Bob Dylan’ın da dediği gibi ‘’Para nedir ki? Eğer bir insan sabah kalkıp akşam yatağa gidiyorsa ve bunların arasında da istediğini yapıyorsa o başarmıştır.’’
5. Mutlu olmak çaba gerektirir
Genelde en mutlu insanlar en çok kendileri için çalışan insanlar. Mutlu olmak çaba gerektirir. En az mutsuz olmanın gerektirdiği kadar. O yüzden zekice davranın. Mutlu olmak aynı zamanda kendi hayatınızın kontrolünü kendi elinize almaya karar verdiniz demektir. Kurban olmaktan, edilgen olmaktan, başkalarının altında ezilmekten çıktınız, enerjinizi kendinize yatırıyorsunuz demektir. Zorlu olabilir ancak kendinizi toplayıp daha ileriye gitmekten çekinmemelisiniz.

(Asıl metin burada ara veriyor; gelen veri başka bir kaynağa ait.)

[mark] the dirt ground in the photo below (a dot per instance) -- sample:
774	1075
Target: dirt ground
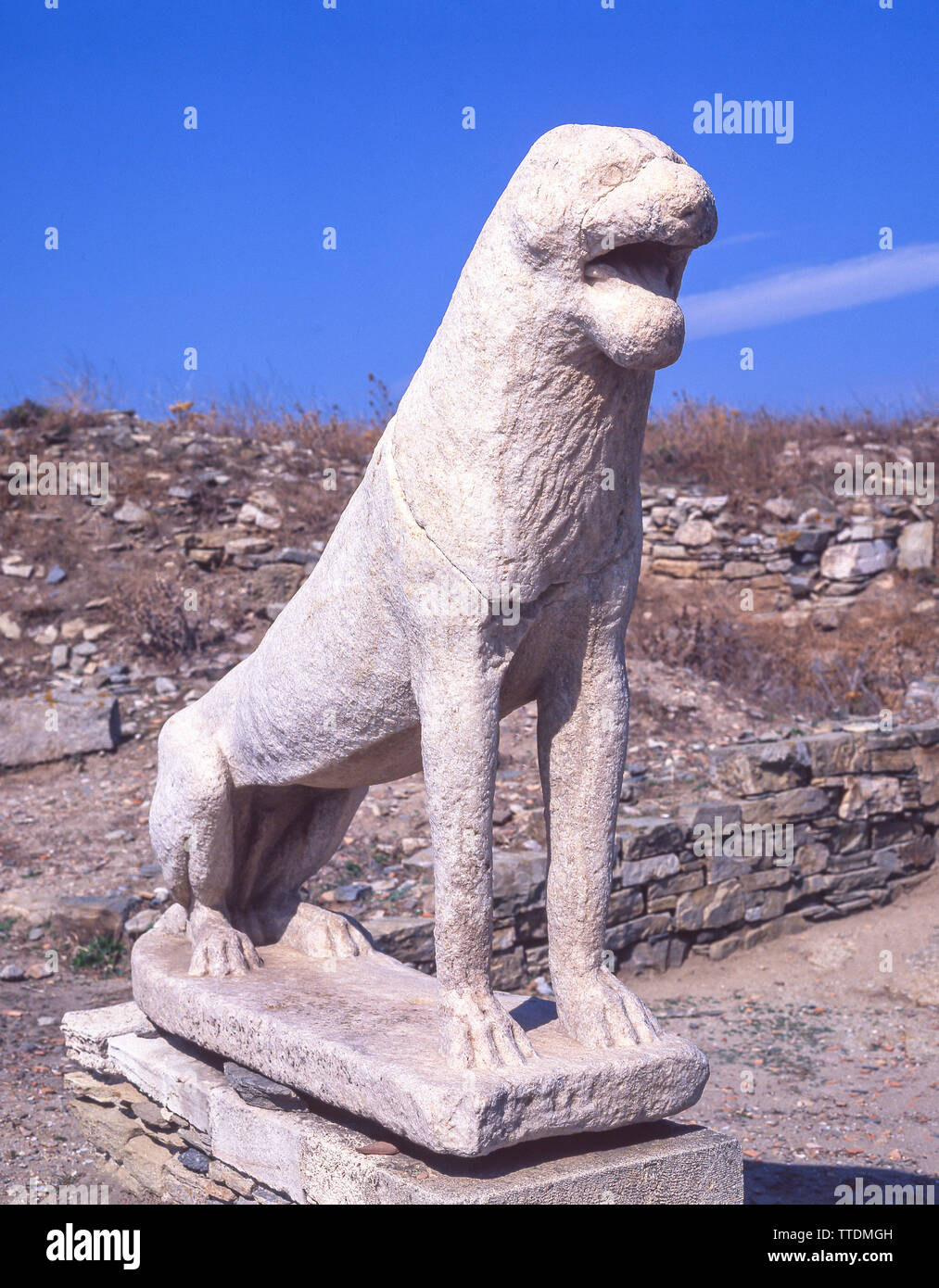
822	1049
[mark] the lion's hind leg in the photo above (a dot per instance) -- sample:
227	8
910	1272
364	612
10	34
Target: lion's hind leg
191	827
295	831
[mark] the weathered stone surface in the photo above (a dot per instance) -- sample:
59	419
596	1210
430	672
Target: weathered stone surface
654	868
311	1158
710	907
666	1165
799	802
88	1033
756	768
644	836
162	1069
928	775
869	795
61	723
915	547
405	648
259	1092
360	1033
848	559
694	532
410	940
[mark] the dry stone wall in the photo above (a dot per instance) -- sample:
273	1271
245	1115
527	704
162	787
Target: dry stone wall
804	829
810	561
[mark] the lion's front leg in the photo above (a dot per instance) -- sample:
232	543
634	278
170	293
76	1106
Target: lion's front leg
457	696
582	728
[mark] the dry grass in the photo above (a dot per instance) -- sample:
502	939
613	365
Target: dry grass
756	455
857	670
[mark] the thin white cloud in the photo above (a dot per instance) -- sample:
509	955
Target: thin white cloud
806	291
738	238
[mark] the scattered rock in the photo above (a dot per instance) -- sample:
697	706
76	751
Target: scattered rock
8	627
350	892
131	512
694	532
259	1092
141	922
780	506
916	547
35	729
14	567
195	1161
250	514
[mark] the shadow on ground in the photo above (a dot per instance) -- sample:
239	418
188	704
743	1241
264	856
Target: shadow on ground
791	1182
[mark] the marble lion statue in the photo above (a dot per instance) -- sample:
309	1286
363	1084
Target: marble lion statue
489	559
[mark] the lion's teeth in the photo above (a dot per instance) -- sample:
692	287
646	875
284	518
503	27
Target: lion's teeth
594	271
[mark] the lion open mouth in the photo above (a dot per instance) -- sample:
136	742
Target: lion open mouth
651	266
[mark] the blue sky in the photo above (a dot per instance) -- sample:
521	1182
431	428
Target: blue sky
352	118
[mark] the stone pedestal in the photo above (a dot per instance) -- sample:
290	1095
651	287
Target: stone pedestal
361	1034
168	1122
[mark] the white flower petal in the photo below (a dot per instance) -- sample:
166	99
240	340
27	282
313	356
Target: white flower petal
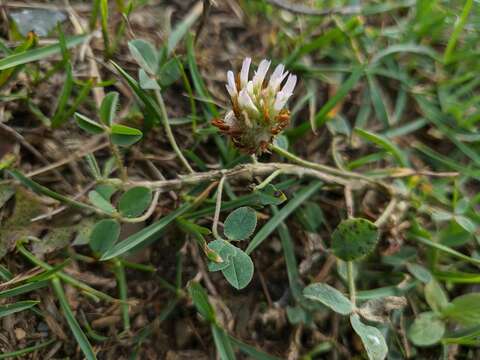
261	73
231	82
290	84
245	102
281	100
277	78
230	118
244	72
231	91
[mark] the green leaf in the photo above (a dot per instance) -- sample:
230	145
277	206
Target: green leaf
225	250
239	271
146	82
354	238
124	135
464	309
153	113
9	309
420	272
100	202
104	235
435	296
402	48
329	296
144	54
222	343
145	234
108	108
240	223
426	330
269	195
88	124
278	218
371	337
135	201
72	322
106	190
39	53
169	73
200	300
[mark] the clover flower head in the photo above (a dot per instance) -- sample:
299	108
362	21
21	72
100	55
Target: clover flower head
258	111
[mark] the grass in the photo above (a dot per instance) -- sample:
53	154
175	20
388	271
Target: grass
114	122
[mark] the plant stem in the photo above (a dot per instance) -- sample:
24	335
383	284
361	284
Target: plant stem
218	207
351	283
319	167
169	132
122	292
118	158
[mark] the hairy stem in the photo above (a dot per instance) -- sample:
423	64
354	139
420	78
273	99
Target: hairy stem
169	132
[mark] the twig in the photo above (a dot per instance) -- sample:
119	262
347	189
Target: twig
149	212
242	171
218	207
169	132
305	10
387	212
350	275
328	169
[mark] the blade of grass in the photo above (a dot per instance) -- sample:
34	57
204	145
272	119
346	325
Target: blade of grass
322	116
9	309
251	351
72	321
144	234
447	250
27	350
40	53
222	343
23	289
385	144
459	25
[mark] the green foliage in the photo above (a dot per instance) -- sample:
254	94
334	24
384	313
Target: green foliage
104	235
426	330
108	108
9	309
371	337
464	309
145	55
236	266
329	296
240	224
135	201
354	238
124	135
88	125
200	300
385	109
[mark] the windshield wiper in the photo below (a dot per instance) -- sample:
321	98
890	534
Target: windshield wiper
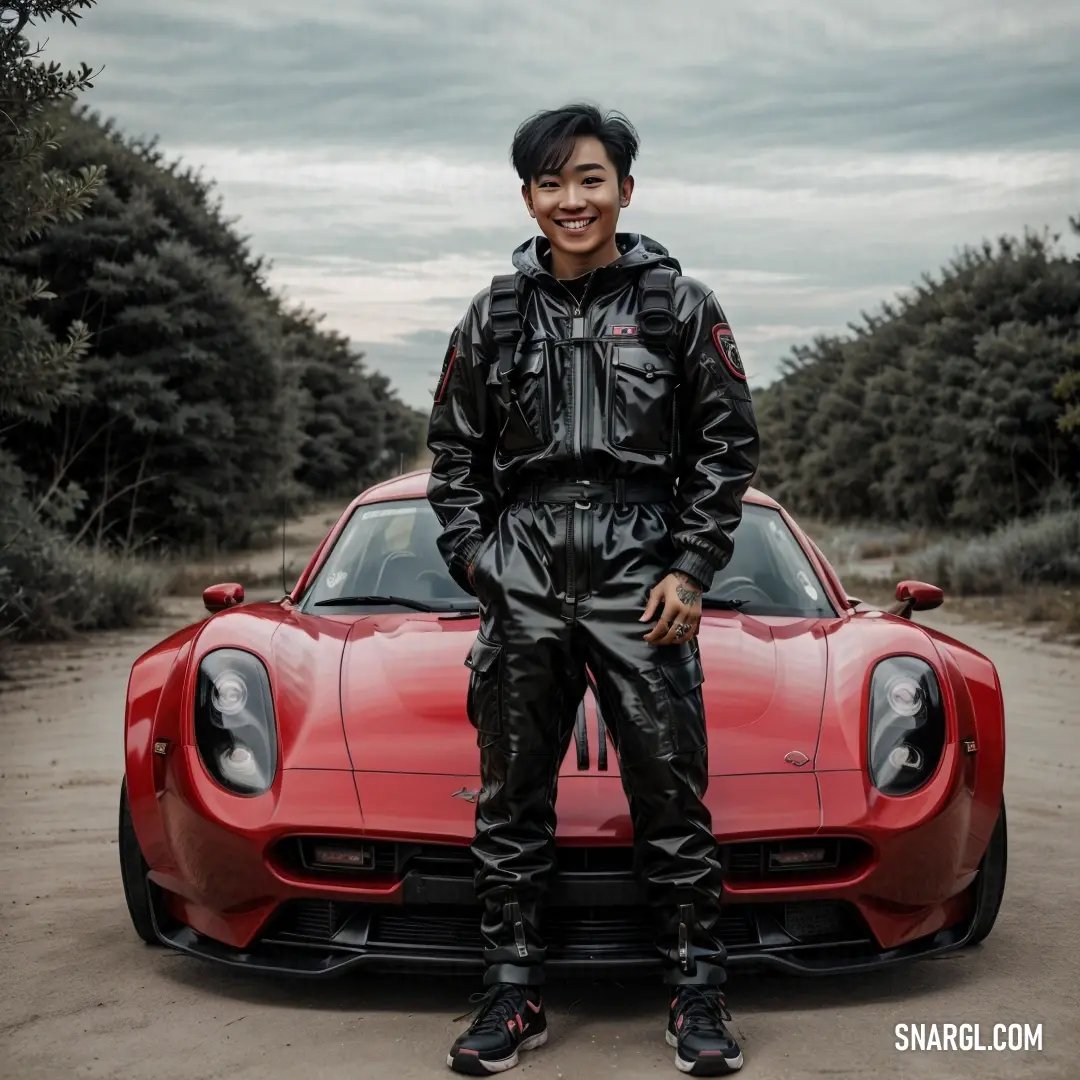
378	601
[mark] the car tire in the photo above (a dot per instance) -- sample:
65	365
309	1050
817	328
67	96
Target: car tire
990	882
133	873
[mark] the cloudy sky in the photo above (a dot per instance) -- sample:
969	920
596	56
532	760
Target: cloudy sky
806	159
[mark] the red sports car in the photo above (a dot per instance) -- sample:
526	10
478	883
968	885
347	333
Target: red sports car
300	774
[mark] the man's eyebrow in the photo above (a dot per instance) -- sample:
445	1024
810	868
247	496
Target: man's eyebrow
579	169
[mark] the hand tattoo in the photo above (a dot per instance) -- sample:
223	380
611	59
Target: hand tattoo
687	592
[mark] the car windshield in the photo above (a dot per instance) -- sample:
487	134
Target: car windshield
389	550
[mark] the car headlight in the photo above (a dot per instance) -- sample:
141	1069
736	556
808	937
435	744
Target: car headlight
234	721
906	725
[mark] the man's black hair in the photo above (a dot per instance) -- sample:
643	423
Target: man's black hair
544	143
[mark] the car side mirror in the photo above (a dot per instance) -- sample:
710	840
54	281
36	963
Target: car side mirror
219	597
916	596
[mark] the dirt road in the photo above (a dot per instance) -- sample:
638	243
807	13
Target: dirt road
80	996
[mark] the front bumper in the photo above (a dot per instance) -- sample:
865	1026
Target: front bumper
322	937
313	940
234	895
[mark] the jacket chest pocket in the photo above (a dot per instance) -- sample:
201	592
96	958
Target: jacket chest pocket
642	400
525	400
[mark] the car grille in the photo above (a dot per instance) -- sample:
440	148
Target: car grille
751	861
568	931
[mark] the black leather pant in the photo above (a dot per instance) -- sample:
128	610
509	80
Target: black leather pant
562	586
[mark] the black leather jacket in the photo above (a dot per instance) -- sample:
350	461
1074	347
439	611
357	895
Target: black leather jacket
597	406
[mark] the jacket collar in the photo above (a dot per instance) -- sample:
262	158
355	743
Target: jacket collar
636	251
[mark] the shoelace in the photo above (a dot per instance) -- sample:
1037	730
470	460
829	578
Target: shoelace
494	1009
702	1009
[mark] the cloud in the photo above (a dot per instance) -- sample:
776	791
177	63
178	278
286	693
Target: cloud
807	160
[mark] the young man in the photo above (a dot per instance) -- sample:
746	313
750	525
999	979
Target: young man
589	474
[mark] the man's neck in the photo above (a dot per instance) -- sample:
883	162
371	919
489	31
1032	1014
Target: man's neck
564	266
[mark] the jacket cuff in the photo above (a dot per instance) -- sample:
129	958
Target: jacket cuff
699	568
459	565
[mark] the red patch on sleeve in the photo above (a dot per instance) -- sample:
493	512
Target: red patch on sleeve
725	342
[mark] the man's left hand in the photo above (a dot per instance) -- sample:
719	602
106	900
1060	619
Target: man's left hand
678	596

Hayat kişisel gelişimler ve büyümeler serisidir.
Kişisel gelişiminiz için yapabileceğiniz en kötü şeylerden biri ise kendinizi başkalarıyla kıyaslamak. Kıskançlık duygusunun belirmesi çok anlık, çok kolay. Eğer bir de sosyal medyada aktifseniz. Unutmayın bu tarz platformlarda insanlar hep hayatlarının en güzel yanlarını göstermek için varlar. ‘’Ben de onu giymek istiyorum’’, ‘’Ben de öyle gözükmek istiyorum’’ gibi düşünürseniz kendinize haksızlık edersiniz. Bu sahip olduğunuz şeyler için minnettar olmaktan sizi uzaklaştırmakla kalmaz aynı zamanda modunuzu da tamemen düşürür. Genellikle başkalarının hayatlarıyla ilgili fikirlerimiz yanılgılardan ibaret. Öyle olmasa bile siz sadece kendinize odaklanın. Sizi ilgilendiren sizsiniz.
Mutlu olmak için de antrenman yapmak gerekir. Belki egonuzdan kurtulmayı öğrenmeli belki de kendinize odaklı alışkanlıklar geliştirmelisiniz. Bunun için düşünün. Tek bir hayatınız var ve onu en iyi şekilde yaşayın.